Pour conclure , l'animal joue un rôle important dans les fables car il nous fait sourire de nos travers et le fabuliste joue beaucoup à nous rapprocher ou parfois à montrer ce qui peut nous séparer ; L'animal, au sein de la fable, est une sorte de médiateur pour que nous comprenions les différences entre nos deux mondes et que nous soyons en mesure de cerner notre humanité..En rendant les animaux humains , le fabuliste nous tend notre image et suscite le jugement moral : ce qui est excusable chez un fauve l'est-il également chez un monarque ? la cruauté est -elle une caractéristique spécifiquement humaine ? le monde des hommes est-il, tout simplement, gouverné par la loi du plus fort ? que peuvent les lois humaines face à nos instincts de prédateur ? et surtout comment se fait entendre la Voix de la Raison à travers ces ces deux mondes ?

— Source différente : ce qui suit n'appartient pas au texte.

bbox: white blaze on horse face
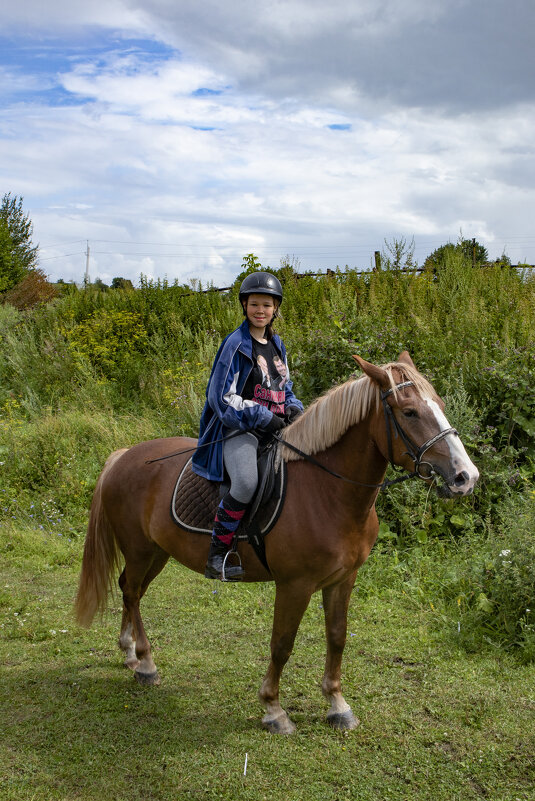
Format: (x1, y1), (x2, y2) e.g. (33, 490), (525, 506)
(425, 398), (479, 495)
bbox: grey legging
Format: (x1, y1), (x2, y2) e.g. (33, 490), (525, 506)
(223, 431), (258, 503)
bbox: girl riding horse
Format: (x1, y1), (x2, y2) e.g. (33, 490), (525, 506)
(192, 272), (303, 581)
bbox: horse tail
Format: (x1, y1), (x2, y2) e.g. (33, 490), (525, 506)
(74, 448), (128, 628)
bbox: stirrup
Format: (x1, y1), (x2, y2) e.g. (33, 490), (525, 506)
(221, 549), (245, 581)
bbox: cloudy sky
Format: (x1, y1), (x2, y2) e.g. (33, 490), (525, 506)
(0, 0), (535, 286)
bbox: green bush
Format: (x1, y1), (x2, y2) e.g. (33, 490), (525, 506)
(443, 491), (535, 662)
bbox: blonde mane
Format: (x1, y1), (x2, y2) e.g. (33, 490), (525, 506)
(282, 362), (437, 462)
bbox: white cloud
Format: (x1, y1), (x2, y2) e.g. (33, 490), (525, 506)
(0, 0), (535, 284)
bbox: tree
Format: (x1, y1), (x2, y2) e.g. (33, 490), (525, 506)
(0, 192), (38, 281)
(111, 277), (134, 289)
(0, 217), (26, 292)
(424, 235), (489, 271)
(2, 269), (58, 309)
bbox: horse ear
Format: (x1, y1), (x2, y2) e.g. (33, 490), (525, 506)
(398, 350), (416, 370)
(353, 356), (390, 389)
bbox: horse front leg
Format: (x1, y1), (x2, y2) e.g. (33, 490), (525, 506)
(321, 571), (359, 731)
(119, 549), (169, 685)
(259, 586), (312, 734)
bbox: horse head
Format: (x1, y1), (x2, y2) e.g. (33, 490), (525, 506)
(353, 351), (479, 497)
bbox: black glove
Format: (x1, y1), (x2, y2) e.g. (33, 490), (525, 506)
(284, 406), (303, 426)
(264, 414), (286, 434)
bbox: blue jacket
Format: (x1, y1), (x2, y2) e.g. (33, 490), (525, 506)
(192, 320), (303, 481)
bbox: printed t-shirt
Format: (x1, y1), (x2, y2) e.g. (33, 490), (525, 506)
(243, 339), (287, 416)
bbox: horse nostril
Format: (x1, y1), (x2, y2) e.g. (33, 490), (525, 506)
(453, 470), (470, 487)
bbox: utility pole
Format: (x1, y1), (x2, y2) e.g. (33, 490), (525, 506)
(84, 239), (91, 286)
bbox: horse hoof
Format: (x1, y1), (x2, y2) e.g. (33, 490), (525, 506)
(134, 670), (160, 687)
(262, 715), (295, 734)
(327, 709), (360, 731)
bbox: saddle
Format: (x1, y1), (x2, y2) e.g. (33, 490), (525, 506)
(171, 442), (287, 570)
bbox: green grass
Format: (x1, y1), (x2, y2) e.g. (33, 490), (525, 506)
(0, 521), (535, 801)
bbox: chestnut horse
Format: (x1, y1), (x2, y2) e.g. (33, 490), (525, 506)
(76, 352), (479, 733)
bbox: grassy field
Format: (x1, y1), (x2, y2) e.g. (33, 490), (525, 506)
(0, 521), (535, 801)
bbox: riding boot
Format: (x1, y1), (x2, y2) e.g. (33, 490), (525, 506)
(204, 536), (245, 581)
(204, 492), (247, 581)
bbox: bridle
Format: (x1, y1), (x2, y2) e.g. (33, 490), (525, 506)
(273, 381), (459, 490)
(381, 381), (459, 479)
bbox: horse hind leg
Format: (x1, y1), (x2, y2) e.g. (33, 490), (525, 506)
(321, 574), (359, 731)
(119, 570), (139, 670)
(119, 549), (169, 685)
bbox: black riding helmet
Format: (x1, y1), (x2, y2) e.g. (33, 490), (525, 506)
(240, 273), (282, 306)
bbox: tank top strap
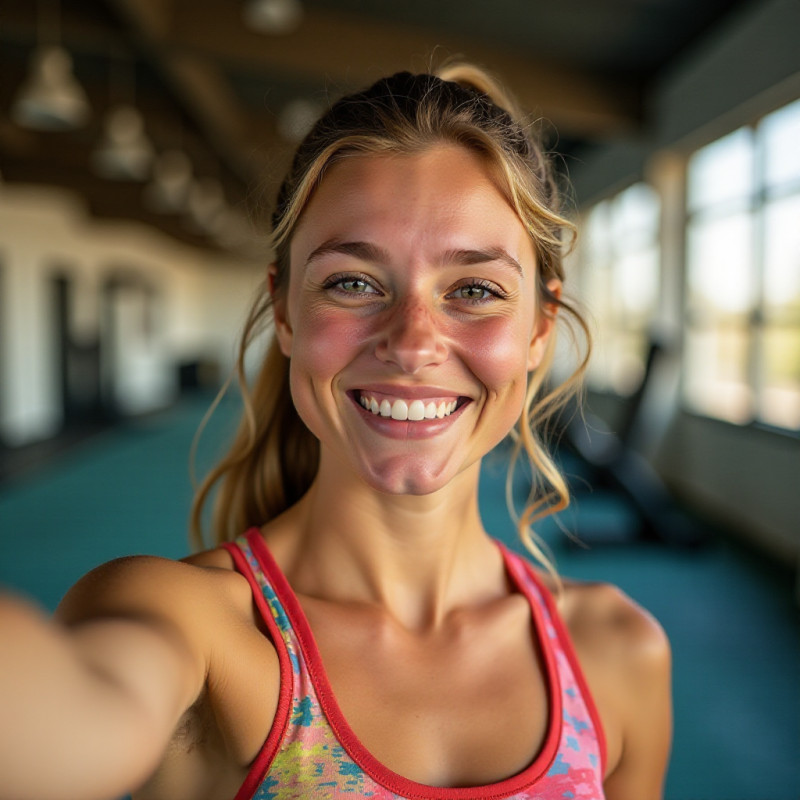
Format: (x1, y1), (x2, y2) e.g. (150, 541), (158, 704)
(498, 543), (606, 784)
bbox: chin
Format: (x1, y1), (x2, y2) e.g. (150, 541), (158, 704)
(360, 459), (476, 497)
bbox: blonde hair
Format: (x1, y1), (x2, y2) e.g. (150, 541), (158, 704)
(191, 64), (589, 568)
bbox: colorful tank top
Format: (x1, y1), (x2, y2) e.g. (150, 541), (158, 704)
(220, 529), (605, 800)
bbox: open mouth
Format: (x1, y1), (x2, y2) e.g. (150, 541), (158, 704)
(354, 390), (469, 422)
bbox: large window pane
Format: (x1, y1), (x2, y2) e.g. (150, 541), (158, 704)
(759, 100), (800, 187)
(684, 325), (753, 424)
(688, 213), (756, 315)
(688, 128), (755, 211)
(759, 325), (800, 428)
(615, 246), (659, 320)
(764, 194), (800, 316)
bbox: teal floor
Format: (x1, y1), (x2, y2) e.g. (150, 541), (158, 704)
(0, 400), (800, 800)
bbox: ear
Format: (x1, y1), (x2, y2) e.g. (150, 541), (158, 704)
(267, 264), (292, 358)
(528, 278), (562, 372)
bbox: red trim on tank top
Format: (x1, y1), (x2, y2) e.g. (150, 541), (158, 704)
(247, 529), (563, 800)
(222, 529), (294, 800)
(510, 545), (608, 780)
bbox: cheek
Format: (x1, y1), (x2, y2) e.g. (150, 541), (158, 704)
(459, 317), (528, 392)
(292, 305), (367, 376)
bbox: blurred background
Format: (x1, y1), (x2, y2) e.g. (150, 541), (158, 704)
(0, 0), (800, 800)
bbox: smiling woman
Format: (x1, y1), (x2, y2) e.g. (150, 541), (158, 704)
(0, 62), (670, 800)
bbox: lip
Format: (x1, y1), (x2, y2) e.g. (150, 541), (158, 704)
(347, 383), (472, 403)
(347, 386), (472, 439)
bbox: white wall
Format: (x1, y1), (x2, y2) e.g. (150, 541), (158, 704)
(0, 184), (263, 445)
(571, 0), (800, 560)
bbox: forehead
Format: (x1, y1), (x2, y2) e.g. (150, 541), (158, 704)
(291, 145), (533, 268)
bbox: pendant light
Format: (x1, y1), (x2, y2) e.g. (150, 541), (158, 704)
(242, 0), (303, 35)
(11, 0), (89, 131)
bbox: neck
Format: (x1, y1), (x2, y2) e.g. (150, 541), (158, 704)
(267, 456), (505, 631)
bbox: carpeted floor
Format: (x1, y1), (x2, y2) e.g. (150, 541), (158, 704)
(0, 398), (800, 800)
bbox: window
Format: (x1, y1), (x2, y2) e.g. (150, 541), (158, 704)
(580, 183), (660, 395)
(683, 101), (800, 429)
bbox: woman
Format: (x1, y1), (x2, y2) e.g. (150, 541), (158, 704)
(0, 67), (670, 800)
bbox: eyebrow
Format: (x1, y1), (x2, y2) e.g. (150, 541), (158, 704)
(306, 239), (523, 275)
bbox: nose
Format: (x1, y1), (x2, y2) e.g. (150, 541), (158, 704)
(375, 298), (447, 375)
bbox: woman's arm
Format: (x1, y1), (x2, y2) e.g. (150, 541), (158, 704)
(562, 584), (672, 800)
(0, 559), (205, 800)
(603, 598), (672, 800)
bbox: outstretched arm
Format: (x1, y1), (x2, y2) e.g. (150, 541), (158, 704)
(0, 566), (204, 800)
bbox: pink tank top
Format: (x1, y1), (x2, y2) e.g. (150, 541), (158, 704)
(224, 529), (605, 800)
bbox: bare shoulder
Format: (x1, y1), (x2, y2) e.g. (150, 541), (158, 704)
(558, 582), (670, 673)
(540, 581), (672, 800)
(57, 549), (249, 624)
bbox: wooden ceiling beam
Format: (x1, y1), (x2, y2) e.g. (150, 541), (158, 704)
(100, 0), (263, 186)
(166, 0), (641, 138)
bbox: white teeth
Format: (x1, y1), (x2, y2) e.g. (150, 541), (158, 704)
(358, 394), (458, 422)
(390, 400), (408, 422)
(408, 400), (425, 422)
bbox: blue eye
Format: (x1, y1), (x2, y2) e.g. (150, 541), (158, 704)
(458, 283), (492, 300)
(447, 279), (505, 305)
(336, 278), (375, 294)
(322, 273), (380, 295)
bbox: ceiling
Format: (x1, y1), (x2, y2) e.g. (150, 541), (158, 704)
(0, 0), (757, 253)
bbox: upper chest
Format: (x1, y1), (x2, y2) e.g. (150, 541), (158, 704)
(302, 595), (550, 786)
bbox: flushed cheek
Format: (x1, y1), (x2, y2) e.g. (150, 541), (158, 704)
(292, 306), (369, 384)
(458, 317), (528, 393)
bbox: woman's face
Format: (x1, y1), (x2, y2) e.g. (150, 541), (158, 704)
(275, 145), (558, 494)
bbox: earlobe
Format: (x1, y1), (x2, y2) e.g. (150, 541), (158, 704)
(528, 278), (562, 372)
(267, 264), (292, 358)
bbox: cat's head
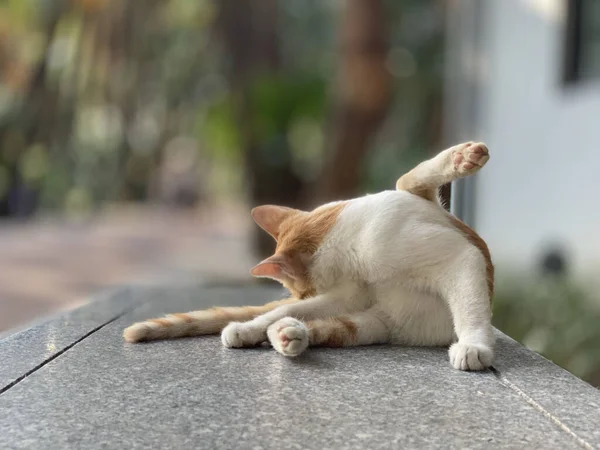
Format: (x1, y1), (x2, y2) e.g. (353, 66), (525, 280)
(250, 202), (345, 298)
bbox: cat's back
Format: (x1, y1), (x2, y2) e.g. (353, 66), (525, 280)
(319, 191), (464, 281)
(339, 191), (446, 234)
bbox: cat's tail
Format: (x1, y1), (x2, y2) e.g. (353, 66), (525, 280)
(123, 299), (297, 342)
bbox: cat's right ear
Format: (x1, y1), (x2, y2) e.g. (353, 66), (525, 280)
(251, 205), (298, 240)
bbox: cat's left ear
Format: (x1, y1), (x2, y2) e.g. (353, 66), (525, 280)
(250, 254), (306, 281)
(251, 205), (298, 240)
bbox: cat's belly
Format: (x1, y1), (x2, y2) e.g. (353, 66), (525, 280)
(377, 285), (455, 346)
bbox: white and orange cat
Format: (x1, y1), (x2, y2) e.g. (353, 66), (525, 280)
(124, 142), (494, 370)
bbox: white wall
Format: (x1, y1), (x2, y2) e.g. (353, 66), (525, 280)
(473, 0), (600, 278)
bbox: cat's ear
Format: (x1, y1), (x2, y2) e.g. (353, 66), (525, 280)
(251, 205), (298, 240)
(250, 254), (306, 281)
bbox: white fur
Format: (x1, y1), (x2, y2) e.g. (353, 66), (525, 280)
(222, 191), (493, 370)
(218, 143), (494, 370)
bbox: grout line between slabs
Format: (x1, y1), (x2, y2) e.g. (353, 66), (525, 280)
(490, 367), (594, 450)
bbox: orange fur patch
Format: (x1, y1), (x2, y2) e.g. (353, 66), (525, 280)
(448, 215), (494, 301)
(275, 202), (346, 299)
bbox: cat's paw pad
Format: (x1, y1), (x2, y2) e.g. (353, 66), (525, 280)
(452, 142), (490, 175)
(221, 322), (266, 348)
(267, 317), (308, 356)
(448, 342), (494, 370)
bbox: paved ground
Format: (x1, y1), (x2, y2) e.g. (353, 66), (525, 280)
(0, 207), (253, 333)
(0, 284), (600, 450)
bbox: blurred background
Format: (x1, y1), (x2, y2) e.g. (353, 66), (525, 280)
(0, 0), (600, 386)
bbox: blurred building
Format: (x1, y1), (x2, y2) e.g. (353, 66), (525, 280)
(446, 0), (600, 277)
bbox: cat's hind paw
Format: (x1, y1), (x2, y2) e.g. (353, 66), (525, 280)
(448, 342), (494, 370)
(452, 142), (490, 177)
(267, 317), (308, 356)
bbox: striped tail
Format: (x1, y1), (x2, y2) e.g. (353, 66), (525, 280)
(123, 298), (298, 342)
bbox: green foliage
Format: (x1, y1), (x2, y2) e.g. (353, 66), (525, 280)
(494, 277), (600, 384)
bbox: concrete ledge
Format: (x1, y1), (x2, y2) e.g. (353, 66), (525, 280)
(0, 285), (600, 450)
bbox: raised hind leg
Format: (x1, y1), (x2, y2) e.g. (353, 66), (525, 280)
(396, 142), (489, 202)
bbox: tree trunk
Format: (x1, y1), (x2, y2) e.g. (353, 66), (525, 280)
(316, 0), (392, 202)
(217, 0), (303, 256)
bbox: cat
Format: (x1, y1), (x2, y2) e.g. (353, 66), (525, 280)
(124, 142), (494, 370)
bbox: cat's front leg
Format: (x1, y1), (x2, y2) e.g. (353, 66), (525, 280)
(221, 285), (368, 348)
(267, 309), (390, 356)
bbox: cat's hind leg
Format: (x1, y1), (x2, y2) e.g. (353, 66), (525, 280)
(396, 142), (490, 202)
(267, 310), (390, 356)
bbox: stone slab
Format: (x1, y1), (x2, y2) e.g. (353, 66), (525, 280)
(0, 286), (600, 450)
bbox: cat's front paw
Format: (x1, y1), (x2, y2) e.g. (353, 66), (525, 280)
(221, 322), (267, 348)
(267, 317), (308, 356)
(448, 342), (494, 370)
(452, 142), (490, 176)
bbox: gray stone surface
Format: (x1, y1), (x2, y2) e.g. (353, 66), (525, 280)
(0, 288), (135, 392)
(0, 286), (600, 449)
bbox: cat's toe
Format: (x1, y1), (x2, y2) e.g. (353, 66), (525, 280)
(448, 342), (494, 370)
(267, 317), (308, 356)
(221, 322), (264, 348)
(452, 142), (490, 175)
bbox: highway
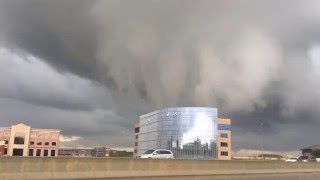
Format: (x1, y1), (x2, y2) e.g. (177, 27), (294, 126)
(103, 173), (320, 180)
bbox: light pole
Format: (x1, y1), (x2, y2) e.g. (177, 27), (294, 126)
(260, 122), (264, 160)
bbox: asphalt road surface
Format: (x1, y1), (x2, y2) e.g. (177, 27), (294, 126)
(101, 173), (320, 180)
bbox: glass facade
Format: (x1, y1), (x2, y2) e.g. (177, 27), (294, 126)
(138, 107), (218, 159)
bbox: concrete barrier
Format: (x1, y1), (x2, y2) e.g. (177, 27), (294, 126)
(0, 157), (320, 180)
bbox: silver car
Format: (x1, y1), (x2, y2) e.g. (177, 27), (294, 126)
(138, 149), (173, 159)
(298, 156), (317, 162)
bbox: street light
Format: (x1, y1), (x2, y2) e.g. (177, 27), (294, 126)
(260, 122), (264, 160)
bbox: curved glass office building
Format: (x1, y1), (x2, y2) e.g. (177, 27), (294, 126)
(136, 107), (218, 159)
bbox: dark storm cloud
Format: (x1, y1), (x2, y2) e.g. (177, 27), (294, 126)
(0, 0), (320, 149)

Si vous voulez vous préparer efficacement pour l'épreuve de dissertation ou la présentation de l'oeuvre durant l'entretien oral, réalisez une fiche sur laquelle vous notez le plan détaillé de cette dissertation avec le titre des parties, des sous-parties et surtout les fables utilisées en guise d'illustrations; Vous pouvez d'ailleurs vous exercer à en trouver d'autres et à en ajouter à l'intérieur du plan. Pour l'introduction et la conclusion, ne notez que les mots-clés... vous pouvez aussi retenir la liste des animaux présents dans les fables étudiées et les classez en familles selon leurs emplois.